Простившись со Щербиной, начальник разведки Цупкома внимательно вчитался в написанный сотником текст, мысленно ругая себя: «Стареешь, Данила, стареешь. Нервничаешь. Бестолковое дело затеял. Знаешь ведь, что чрезмерная бдительность чаще всего от неуверенности бывает, а тогда самое обычное дело — промахнуться».
Он еще раз припомнил каждую деталь встречи со Щербиной. Конечно, сотник не показал себя знатоком подробностей жизни руководящих деятелей ставки, но он, по всем приметам, вообще бирюк, служака, не любящий сантиментов. И сам-то Коротюк, кстати, сильно недолюбливал тех хлыщей, которые готовы со смаком пересказывать очередные сплетни о житье-бытье начальников, а вот деловой информации, идущей от таких знатоков, доверять рискованно.
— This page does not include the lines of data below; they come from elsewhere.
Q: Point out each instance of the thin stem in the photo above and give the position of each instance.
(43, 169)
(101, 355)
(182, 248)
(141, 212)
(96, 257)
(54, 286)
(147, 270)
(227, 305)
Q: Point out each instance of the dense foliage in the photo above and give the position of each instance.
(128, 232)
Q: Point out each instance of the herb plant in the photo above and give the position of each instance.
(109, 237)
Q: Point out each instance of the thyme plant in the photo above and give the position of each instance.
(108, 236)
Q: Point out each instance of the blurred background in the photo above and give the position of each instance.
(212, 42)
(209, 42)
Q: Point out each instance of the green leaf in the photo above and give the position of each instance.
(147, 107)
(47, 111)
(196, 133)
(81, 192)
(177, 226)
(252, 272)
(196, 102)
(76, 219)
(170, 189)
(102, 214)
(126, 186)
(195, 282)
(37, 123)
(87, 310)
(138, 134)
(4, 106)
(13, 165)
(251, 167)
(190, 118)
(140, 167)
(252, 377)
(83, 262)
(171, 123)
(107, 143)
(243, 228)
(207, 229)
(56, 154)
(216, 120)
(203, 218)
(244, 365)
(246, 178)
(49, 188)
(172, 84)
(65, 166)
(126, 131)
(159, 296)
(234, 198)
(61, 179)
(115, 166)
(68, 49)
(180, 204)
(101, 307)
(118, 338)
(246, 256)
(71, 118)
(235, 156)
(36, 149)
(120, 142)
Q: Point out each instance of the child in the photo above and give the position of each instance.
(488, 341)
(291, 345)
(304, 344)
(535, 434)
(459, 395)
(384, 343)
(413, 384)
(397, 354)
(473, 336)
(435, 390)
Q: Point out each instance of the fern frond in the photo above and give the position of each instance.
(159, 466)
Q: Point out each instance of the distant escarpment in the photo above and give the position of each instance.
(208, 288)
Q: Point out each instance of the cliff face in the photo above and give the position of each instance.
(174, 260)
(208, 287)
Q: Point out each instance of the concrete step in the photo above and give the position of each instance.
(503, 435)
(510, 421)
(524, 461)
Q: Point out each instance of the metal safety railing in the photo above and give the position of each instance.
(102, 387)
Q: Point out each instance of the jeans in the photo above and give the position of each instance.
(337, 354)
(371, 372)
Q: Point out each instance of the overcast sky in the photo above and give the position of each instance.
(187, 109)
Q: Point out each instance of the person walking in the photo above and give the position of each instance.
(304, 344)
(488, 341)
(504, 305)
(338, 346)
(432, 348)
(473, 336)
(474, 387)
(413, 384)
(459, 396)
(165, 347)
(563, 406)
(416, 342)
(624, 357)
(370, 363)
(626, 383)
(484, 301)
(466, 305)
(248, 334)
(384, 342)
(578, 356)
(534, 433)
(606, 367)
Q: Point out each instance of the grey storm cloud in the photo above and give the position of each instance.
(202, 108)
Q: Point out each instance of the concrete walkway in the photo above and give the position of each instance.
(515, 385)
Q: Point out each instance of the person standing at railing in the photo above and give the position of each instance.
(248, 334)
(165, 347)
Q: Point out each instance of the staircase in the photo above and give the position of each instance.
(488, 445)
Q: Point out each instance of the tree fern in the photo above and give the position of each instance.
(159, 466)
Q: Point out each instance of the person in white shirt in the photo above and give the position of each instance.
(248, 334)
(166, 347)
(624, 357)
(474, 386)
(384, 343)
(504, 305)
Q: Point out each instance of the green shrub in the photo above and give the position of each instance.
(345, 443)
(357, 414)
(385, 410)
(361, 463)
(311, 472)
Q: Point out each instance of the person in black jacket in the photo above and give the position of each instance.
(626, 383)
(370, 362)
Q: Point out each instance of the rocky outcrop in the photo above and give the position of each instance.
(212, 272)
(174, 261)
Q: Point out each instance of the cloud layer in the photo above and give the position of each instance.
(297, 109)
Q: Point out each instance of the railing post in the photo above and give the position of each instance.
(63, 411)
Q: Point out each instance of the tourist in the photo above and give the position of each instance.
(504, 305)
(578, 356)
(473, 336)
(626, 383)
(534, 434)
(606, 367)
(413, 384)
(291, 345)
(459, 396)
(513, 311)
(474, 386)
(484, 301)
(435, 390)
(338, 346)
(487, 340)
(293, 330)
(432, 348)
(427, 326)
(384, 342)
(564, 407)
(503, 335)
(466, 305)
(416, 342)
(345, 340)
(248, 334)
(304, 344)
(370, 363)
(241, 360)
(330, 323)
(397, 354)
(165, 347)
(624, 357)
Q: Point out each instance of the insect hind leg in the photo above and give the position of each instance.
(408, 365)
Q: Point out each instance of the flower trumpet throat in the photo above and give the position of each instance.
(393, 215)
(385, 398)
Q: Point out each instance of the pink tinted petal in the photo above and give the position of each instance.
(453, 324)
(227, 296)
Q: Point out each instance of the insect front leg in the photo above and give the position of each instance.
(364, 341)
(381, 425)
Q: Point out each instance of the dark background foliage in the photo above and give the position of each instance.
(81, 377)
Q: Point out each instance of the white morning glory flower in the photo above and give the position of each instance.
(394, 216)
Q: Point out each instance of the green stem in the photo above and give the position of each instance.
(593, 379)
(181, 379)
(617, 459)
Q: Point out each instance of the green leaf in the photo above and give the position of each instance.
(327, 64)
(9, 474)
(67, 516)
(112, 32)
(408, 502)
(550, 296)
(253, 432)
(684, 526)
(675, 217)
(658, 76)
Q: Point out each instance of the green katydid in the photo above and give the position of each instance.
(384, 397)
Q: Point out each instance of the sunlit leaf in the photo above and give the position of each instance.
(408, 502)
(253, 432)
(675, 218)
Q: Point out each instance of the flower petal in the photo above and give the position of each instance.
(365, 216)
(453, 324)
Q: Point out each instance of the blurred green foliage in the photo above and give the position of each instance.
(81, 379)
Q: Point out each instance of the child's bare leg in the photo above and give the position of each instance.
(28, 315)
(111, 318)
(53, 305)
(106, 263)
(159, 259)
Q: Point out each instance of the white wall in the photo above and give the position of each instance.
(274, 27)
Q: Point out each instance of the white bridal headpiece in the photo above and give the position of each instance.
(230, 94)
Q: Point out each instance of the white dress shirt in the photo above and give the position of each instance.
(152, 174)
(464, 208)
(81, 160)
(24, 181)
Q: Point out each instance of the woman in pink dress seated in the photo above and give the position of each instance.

Смутило Коротюка и словечко «хлопцы», которое сотник приписал помощнику Петлюры. Коротюк около года служил под началом генерала Тютюнника и навсегда запомнил, с каким нажимом и рыком произносил тот свое обычное напыщенное «братья», а вот интимное «хлопцы» никак к нему не шло. Это были, разумеется, мелочи. «От лукавого, от лукавого мои выдумки, и прав этот сотник — надо немедленно отправлять его туда где назревает реальная опасность, — к Мордалевичу: этот умничающий учителишка того гляди распустит свое воинство по хатам», — ругал себя Коротюк, и ему казалось, что он становится похожим на тех педантов-штабников, которые, стремясь к идеальной обработке мелочей, нередко просматривают главное.